Vers 10h, Mme le 1° conseiller, entourée des autorités marocaines, s’est approchée du lieu où étaient bloqués les étudiants, pour soit disant, les prendre à témoins du geste que l’ambassadeur aurait fait depuis paris en notre faveur ; 2000 dhs (soit environ 190 €) « je vous prends à témoin, l’ambassadeur met à la disposition des enfants 2000 dhs afin de trouver 2 studios en raison de 1000 dhs l’unité. » Chose IMPOSSIBLE à Rabat, même dans les quartiers les plus démunis, aucun loyer n’est accordé à ce prix, de surcroît, quel bailleur va accepter donner en bail sa maison pour un effectif de plus de 25personnes ? Il fallait faire avec.

  

Nous avons demandé à déposer nos affaires au sous-sol de l’ambassade afin d’aller chercher ces fameux studios, ne pouvant pas traîner nos bagages tout en cherchant les loyers; Refus catégorique de Mme le 1° conseiller. Nous avons dû supplier une autorité de la police marocaine pour que cette faveur nous soit accordée.

Vers 15h, nous sommes revenus à la chancellerie à l’idée d’empocher les 2000dhs promis le matin, quelle déception : Il n’y a pas d’argent, RIEN, absolument rien. Le commissaire, tout mécontent, finira par déclarer : « Finalement ce n’est pas les étudiants qui nous créent des ennuis mais c’est plutôt l’ambassade qui nous crée des ennuis. » Deuxième nuit à la belle étoile et à même le sol devant « NOTRE AMBASSADE »  sous une pluie fine et glaciale du début septembre, sans protection surtout que nos affaires ont déjà été consignées depuis ce matin dans les locaux de l’ambassade.
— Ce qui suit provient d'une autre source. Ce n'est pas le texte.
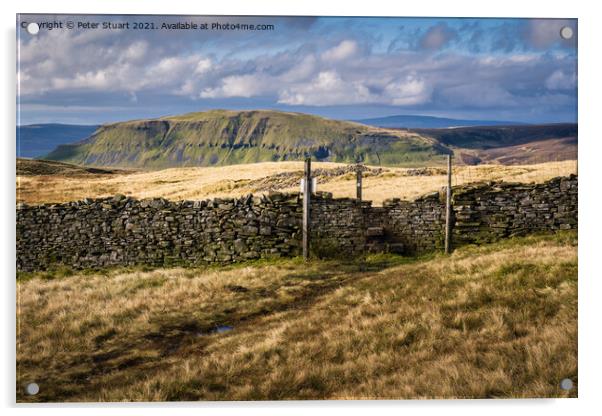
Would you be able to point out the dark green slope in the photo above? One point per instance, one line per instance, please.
(223, 137)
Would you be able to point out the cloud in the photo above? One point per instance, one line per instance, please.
(327, 88)
(320, 63)
(410, 90)
(437, 36)
(343, 50)
(559, 80)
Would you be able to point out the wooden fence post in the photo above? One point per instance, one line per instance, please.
(448, 208)
(306, 205)
(358, 183)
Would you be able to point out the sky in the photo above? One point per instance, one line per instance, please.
(338, 67)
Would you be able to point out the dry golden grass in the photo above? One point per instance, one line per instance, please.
(232, 181)
(490, 321)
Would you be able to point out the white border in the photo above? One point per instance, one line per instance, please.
(590, 146)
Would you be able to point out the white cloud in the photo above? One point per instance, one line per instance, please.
(328, 88)
(408, 91)
(558, 80)
(343, 50)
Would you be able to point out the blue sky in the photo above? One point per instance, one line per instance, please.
(344, 68)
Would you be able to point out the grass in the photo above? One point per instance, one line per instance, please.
(233, 181)
(498, 320)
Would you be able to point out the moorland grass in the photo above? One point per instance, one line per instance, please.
(496, 320)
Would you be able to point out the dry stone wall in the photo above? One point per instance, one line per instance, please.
(489, 212)
(126, 231)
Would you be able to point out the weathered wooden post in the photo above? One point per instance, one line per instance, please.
(306, 205)
(358, 183)
(448, 208)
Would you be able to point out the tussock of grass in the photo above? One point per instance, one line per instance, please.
(234, 181)
(491, 321)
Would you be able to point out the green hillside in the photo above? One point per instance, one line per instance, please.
(221, 137)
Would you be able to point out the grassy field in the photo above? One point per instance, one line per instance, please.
(234, 181)
(491, 321)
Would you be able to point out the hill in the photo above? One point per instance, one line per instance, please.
(509, 145)
(223, 137)
(36, 167)
(36, 140)
(414, 122)
(496, 320)
(71, 182)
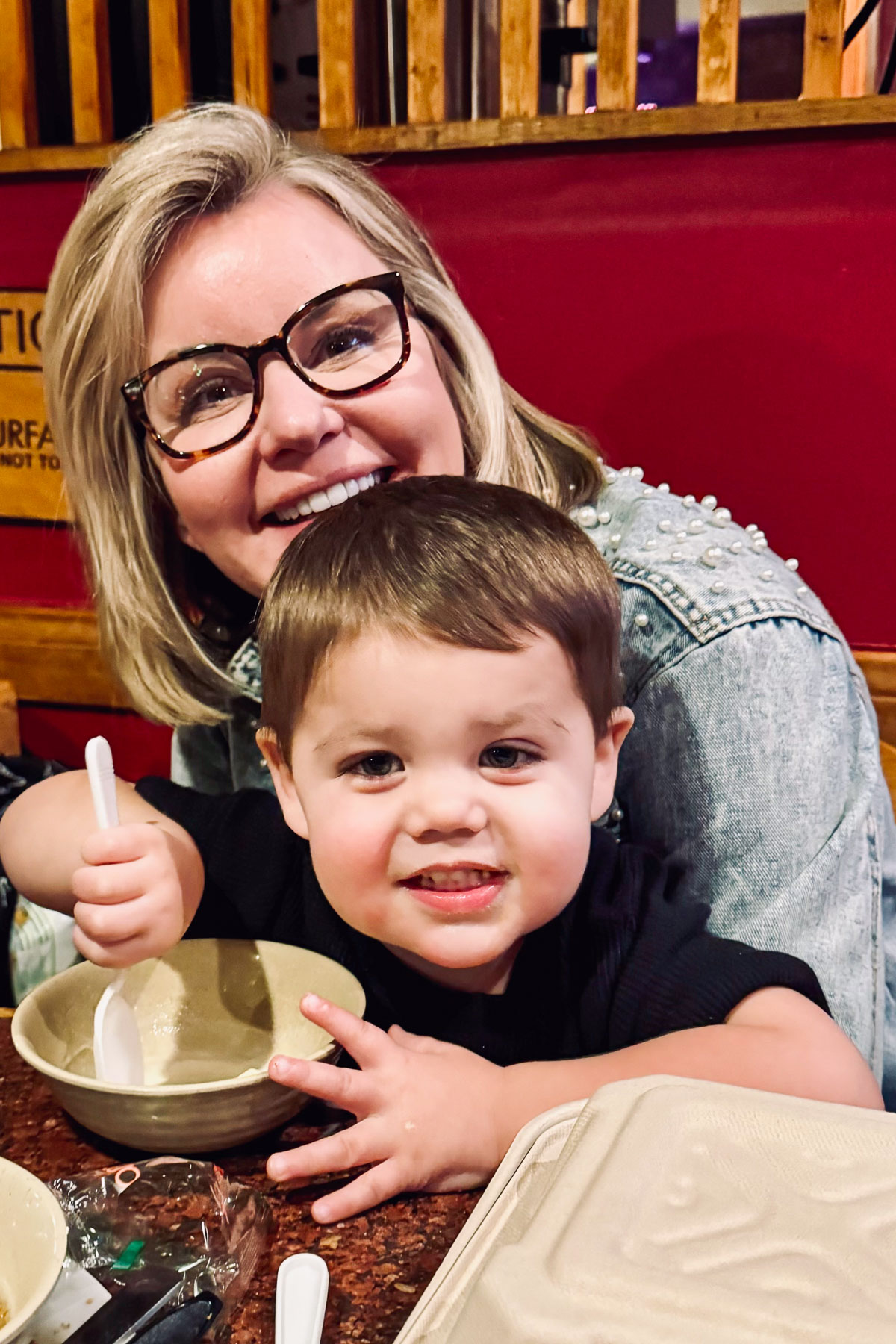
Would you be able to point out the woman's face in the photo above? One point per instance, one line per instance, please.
(237, 277)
 Face à ce triste événement, la police a dû faire pression le lendemain pour que l’ambassade nous trouve un abri ou elle nous laisse occuper l’ambassade. Les 2000dhs nous seront  alors accordés pour ne pas venir envahir l’ambassade. Bien entendu avec ce montant, nous n’avons pu trouvé qu’un seul loyer où nous sommes entassés comme des sacs de manioc et nous devons libérer ce local, malheureusement, avant la fin du mois de septembre compte tenu de notre effectif pléthorique et notre incapacité d’assurer le prochain loyer. Bien plus tard, un diplomate nous fera comprendre qu’à partir de cette date, l’ambassade nous lâche et que désormais nous devrions chercher nous-mêmes la solution à nos problèmes. A QUI IRONS-NOUS ?

 

Pourquoi faire croire à nos parents au pays que nous sommes boursiers alors que nous n’avons rien perçu depuis 2001 ? Nous profitons de cette occasion pour demander à chaque centrafricain, où qu’il se trouve s’il est normal de traiter la jeunesse estudiantine de cette manière. Une rengaine centrafricaine dit pourtant qu’ : « on ne tourne pas le dos à la jeunesse. »  Qu’en est-il advenu? 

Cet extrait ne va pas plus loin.